Ricky observó de nuevo las fotografías.

– París, Francia; Habitat for Humanity, Honduras, y el lago Winnipesaukee en New Hampshire -enumeró ella-. Tres chicos de veraneo. Igual que tú.

Ricky asintió.

– ¿Ves lo vulnerables que son? ¿Crees que costó demasiado sacarles esas fotos? ¿Podría cambiar alguien la cámara por un fusil de largo alcance? ¿Seria fácil arrancar a alguno de esos chicos del ambiente que están disfrutando? ¿Crees que alguno de ellos tiene idea de lo cerca que podría estar de la muerte? ¿Imaginas que alguno tiene siquiera la más remota sospecha de que su vida podría terminar de modo repentino y sangriento en siete breves días?

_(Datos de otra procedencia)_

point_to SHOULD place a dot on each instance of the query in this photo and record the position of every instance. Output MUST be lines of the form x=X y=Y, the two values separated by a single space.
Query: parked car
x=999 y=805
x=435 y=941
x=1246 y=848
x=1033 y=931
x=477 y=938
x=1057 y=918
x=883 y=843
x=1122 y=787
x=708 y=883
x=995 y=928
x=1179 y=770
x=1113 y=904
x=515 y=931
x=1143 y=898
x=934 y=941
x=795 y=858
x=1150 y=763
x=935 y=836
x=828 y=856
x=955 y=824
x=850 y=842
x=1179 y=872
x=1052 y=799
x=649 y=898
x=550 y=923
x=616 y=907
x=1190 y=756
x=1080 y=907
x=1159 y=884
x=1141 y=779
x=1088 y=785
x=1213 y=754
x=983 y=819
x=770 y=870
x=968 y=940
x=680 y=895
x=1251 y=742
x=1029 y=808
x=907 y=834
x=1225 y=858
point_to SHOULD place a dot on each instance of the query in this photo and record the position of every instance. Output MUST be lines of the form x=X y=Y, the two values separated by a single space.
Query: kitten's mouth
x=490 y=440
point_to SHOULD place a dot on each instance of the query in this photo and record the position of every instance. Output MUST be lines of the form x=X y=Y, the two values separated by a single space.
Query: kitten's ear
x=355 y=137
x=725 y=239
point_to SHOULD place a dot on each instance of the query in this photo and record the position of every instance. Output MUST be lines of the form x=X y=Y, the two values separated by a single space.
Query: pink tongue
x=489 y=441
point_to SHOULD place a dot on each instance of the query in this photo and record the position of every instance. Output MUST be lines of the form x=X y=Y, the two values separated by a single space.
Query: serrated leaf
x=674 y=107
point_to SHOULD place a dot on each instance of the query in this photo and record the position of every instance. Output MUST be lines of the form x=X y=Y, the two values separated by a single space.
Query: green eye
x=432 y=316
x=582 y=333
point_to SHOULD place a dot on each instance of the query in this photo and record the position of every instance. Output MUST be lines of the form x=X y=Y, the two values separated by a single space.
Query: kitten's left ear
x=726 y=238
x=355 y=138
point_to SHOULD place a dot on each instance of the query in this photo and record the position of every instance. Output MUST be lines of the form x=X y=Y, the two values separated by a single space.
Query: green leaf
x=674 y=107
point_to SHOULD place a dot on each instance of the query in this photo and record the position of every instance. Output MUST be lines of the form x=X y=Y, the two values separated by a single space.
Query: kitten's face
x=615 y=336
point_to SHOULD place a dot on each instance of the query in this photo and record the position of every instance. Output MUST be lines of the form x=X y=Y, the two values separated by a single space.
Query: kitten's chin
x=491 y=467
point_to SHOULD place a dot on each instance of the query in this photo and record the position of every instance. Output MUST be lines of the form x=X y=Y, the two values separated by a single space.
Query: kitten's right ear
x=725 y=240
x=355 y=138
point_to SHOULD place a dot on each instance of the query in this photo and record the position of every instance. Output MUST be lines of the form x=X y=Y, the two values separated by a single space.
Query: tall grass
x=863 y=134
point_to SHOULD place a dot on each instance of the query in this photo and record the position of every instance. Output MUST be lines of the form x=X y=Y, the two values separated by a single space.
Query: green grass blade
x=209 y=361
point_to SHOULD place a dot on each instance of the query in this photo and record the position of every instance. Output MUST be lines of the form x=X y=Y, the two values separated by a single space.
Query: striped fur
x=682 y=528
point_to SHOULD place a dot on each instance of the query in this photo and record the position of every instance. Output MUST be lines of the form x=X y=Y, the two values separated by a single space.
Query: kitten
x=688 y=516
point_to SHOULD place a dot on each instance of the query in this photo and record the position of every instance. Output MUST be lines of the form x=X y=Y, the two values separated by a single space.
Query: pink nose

– Virgil señaló las fotografías-. Échales otro vistazo, Ricky -pidió.

Esperó a que él asimilara las imágenes y luego alargó la mano hacia las fotografías-. Creo que bastará con que conserves los retratos mentales, Ricky. Métete en la cabeza las sonrisas de esos chicos. Intenta imaginar las sonrisas que podrían esbozar en el futuro cuando crezcan y lleguen a ser adultos. ¿Qué clase de vida podrían tener? ¿En qué clase de personas se convertirían? ¿Le robarás el futuro a uno de ellos, o a alguien como ellos, con tu empeño en aferrarte a los pocos y patéticos años que te quedan?